We’ve since been spoiling the Big Dog with lots of non-traditional treats: peanut butter, snickerdoodle cookies, rawhide bones… even some Worcestershire sauce.  We also outfitted him with some kickin’ boots (or “Air Jordans,” as Jonny calls them) to wear around the house, which give his hips some relief when he walks on our hardwood floors. He is happily following us around much more easily than he has been in the past few weeks.  His hardest time of day is nighttime, so we have been waking up intermittently throughout the night to pet him on the head and soothe him until he falls back asleep.  In keeping with my promise to find the “happy” in things, I remind myself that the nighttime snuggles are Forest’s way of training us for our lives with a baby. 

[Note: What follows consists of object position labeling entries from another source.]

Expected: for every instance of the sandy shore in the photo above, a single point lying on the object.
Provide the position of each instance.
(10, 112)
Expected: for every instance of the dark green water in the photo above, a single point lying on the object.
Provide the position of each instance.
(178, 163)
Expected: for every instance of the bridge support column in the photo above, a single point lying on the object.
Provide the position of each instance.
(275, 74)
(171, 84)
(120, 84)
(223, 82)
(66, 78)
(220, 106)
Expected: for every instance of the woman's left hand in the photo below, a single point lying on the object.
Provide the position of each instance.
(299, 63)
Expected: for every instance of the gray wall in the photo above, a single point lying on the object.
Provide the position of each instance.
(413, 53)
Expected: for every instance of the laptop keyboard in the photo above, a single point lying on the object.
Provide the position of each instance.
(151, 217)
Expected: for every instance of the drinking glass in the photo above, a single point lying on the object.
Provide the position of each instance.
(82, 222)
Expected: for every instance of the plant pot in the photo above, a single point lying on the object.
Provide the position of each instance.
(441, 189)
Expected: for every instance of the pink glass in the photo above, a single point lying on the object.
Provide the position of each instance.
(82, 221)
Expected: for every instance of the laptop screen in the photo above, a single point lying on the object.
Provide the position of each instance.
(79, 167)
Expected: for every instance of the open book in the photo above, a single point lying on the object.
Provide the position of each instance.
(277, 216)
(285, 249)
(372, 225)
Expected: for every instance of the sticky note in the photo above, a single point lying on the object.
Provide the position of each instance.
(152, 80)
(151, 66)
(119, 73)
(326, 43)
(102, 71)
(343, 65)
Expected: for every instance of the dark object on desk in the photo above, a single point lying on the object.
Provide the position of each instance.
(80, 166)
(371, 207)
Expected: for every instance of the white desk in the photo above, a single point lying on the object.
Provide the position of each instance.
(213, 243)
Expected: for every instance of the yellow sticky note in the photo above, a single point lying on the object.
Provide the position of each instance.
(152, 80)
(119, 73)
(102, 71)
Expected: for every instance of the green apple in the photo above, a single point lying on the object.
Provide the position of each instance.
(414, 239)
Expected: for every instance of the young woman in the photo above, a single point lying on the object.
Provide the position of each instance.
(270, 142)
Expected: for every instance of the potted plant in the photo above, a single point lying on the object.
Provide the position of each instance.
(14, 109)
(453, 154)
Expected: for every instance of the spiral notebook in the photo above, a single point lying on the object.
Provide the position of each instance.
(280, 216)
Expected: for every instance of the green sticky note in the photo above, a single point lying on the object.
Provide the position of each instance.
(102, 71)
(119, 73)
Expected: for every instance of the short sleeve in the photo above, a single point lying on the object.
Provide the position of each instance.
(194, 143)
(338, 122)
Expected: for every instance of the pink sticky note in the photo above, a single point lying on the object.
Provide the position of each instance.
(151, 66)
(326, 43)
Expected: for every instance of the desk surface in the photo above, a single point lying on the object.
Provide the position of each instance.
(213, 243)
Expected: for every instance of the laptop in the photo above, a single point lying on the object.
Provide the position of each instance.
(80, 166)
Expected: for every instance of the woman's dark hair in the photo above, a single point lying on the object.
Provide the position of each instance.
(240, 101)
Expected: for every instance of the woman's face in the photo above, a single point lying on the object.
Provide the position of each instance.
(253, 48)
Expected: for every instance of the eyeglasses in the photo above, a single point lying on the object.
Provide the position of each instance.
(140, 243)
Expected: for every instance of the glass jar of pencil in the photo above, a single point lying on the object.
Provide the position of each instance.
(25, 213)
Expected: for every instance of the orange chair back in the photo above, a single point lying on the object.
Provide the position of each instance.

In baby news, I was showered in Cincinnati last weekend by some of my gorgeous girlfriends from near & far!  Every last detail was so personal and thoughtful. They knew I have been craving cheese & sweets, so they served different snacks with pasteurized feta and the most beautiful desserts. I literally ate 4 cake pops …. (shhhhh, don’t tell)!  And we played a fun game of matching celebrities to their kids’ names, which I won and didn’t mind bragging about - ha! Everyone was so generous with advice, gifts, and most of all, sincere friendship. My heart overflows with gratitude to have such wonderful girls – I can’t imagine a full life without each of them.   

Baby P getting lots of rubs & kisses at the shower!  
We now visit the OBGYN every two weeks and had another visit this week.  Our pregnancy continues to progress as beautifully as we could have imagined. The baby's measurements are right on track and his/her heartbeat continues to strum proudly & strongly (156 bpm)! It really seems that as soon as we’ve left one appointment we’re heading back to another --- time is FLYING!  Our nursery is still coming together and our next job is to start hanging some framed artwork on the walls … want a sneak peek??
Yesssssss, Baby P! You will be a sleeper!